I'm beyond confused - can anyone here help me out? Machine is a Core 2
Duo Macbook Pro with OSX10.5, gcc, Xcode.

Thanks

Oliver

 

[Captain Trips]

I need a >49 bit integer type. tried sizeof(long long), says 8. 8 byte =
64 bit right? but when I try to assign a value with more than 32 bit,
it fails. To illustrate:

for (i=0; i<64; i++){
long long int k = 1<<i;

unsinged long int k = 1<<i; // use this

cout<<i<<"\t"<<k<<"\t"<<sizeof(k)<<"\n";
}

That happens because you have only half of the numbers for positive, the
other half is used for negatives.

Look here: http://www.cplusplus.com/doc/tutorial/variables.html

 

[jellybean stonerfish]

I need a >49 bit integer type. tried sizeof(long long), says 8. 8 byte =
64 bit right? but when I try to assign a value with more than 32 bit,
it fails. To illustrate:

Maybe your 64 bit "int long long" holds positive and negative numbers.
Is there an "unsigned" type you can use?

 

[Richard Herring]

1 is an int, so when you shift it left by more than 32 you wrap around.

Worse. When you shift it left by 32 or more, you get UB.

(assuming 'int' is 32 bits on this machine.)

5.8/1:
"The behavior is undefined if the right operand is negative, or
greater than or equal to the length in bits of the promoted left
operand."

The
(int) result fits nicely into a 'long long', so the compiler has no reason
to complain. Try this:

const long long int ONE=1L;

That would be a 'long' literal, not 'long long'.

 

[Juha Nieminen]

Worse. When you shift it left by 32 or more, you get UB.

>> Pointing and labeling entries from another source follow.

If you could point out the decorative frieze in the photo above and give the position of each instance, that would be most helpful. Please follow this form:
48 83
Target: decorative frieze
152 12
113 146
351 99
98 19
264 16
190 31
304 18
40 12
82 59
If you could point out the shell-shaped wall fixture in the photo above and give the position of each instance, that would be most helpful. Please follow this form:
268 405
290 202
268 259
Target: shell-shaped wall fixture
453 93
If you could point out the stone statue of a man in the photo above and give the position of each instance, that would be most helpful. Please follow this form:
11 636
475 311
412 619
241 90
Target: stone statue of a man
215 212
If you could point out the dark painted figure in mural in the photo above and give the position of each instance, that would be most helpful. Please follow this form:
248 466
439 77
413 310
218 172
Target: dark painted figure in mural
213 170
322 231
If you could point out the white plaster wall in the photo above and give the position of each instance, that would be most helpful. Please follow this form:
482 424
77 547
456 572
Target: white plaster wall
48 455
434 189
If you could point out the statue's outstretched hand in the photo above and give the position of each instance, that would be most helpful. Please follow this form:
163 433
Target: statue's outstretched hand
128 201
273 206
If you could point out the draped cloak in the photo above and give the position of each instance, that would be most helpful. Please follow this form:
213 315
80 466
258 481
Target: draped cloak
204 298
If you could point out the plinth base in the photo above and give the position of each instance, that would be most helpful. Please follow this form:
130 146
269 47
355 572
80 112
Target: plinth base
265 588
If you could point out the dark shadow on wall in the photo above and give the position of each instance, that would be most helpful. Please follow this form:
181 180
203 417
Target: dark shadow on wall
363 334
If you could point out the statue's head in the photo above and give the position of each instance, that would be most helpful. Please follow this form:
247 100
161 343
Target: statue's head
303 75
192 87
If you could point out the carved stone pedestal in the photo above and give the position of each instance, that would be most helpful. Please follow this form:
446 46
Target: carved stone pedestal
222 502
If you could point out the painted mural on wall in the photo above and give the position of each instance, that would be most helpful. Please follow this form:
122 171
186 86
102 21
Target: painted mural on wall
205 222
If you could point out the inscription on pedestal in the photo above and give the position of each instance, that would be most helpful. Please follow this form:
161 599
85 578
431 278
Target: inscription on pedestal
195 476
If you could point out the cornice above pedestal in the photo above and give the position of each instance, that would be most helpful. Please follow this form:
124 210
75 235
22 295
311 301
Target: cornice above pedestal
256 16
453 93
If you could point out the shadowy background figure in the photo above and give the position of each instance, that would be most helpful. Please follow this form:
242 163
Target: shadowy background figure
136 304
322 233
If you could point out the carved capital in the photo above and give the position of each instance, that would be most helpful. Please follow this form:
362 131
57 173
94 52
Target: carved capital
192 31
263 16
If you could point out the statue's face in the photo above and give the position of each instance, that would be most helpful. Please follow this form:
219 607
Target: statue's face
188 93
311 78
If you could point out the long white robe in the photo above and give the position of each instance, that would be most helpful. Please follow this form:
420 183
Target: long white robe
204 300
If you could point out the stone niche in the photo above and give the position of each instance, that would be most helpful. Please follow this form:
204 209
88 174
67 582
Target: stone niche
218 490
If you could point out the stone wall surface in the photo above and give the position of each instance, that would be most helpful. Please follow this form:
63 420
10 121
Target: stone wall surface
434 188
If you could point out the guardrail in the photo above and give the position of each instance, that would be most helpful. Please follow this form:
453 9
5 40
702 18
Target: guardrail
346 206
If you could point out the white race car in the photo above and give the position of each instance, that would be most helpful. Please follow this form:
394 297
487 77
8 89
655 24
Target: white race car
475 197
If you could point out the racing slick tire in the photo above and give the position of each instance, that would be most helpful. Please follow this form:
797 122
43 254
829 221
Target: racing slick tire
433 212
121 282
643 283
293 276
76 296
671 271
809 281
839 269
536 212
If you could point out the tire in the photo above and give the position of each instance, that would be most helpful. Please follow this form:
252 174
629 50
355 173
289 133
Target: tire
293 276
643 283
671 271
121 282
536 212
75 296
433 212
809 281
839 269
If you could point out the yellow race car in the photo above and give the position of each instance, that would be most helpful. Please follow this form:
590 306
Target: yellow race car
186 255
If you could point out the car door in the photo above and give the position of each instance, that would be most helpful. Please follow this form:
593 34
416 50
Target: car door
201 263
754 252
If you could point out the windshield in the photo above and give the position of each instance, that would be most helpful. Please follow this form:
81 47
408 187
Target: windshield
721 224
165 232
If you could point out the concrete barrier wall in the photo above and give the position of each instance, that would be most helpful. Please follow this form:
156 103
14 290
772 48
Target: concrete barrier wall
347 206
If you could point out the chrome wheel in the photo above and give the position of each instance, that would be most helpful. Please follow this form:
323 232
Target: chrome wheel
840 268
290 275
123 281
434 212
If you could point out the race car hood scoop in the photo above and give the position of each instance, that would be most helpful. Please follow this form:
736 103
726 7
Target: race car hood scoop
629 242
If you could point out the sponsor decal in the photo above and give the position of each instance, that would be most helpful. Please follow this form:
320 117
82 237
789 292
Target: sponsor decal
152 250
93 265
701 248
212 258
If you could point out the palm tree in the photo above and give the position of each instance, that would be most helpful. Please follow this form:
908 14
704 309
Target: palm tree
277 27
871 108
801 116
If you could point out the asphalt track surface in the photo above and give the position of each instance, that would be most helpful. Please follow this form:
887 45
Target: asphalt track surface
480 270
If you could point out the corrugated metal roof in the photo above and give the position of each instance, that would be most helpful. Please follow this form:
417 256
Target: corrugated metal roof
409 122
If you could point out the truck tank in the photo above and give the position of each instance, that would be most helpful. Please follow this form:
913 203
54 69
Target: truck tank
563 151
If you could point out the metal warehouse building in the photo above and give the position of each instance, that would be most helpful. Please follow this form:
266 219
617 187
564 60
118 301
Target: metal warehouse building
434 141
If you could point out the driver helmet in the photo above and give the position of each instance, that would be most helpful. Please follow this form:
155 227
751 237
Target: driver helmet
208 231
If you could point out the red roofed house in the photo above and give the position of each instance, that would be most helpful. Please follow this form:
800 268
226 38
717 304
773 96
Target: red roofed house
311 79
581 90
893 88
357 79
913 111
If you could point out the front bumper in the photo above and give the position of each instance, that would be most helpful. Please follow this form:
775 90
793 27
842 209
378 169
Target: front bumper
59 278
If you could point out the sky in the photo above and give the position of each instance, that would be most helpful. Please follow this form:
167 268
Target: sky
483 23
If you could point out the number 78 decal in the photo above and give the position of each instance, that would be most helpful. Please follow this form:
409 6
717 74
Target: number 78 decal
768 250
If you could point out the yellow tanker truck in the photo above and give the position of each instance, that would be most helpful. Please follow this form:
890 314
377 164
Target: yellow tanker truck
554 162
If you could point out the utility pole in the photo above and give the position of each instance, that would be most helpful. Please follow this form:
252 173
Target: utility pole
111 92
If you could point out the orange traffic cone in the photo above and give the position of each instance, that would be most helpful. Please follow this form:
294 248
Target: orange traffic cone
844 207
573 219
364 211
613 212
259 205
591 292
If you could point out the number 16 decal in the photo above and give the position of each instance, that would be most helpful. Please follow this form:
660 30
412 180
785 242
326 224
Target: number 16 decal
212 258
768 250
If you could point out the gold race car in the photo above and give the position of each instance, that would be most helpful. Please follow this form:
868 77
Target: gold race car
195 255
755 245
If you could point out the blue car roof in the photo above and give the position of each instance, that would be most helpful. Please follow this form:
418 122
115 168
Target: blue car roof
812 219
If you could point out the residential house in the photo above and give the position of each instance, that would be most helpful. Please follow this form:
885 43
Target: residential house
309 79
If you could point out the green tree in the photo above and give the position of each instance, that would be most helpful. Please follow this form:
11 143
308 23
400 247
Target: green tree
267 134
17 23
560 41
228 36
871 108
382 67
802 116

(assuming 'int' is 32 bits on this machine.)

5.8/1:
"The behavior is undefined if the right operand is negative, or
greater than or equal to the length in bits of the promoted left operand."

That's actually something which should be taken seriously. I remember
back when I was developing on some UltraSparc architecture that if you
shifted an integer by more bits than there was in the integer, the
result would be, IIRC, the original value of that integer (rather than
zero, like AFAIK happens with intel CPUs). In other words, if the amount
of shift was invalid, the UltraSparc would simply not execute it
(leaving the original value of the integer intact). This can come as a
surprise to many.

 

[James Kanze]

Worse. When you shift it left by 32 or more, you get UB.

And it certainly doesn't wrap.

(But am I the only one who absolutely refuses to use shift
operators on signed types.)

(assuming 'int' is 32 bits on this machine.)

5.8/1:
"The behavior is undefined if the right operand is negative, or
greater than or equal to the length in bits of the promoted left
operand."

That would be a 'long' literal, not 'long long'.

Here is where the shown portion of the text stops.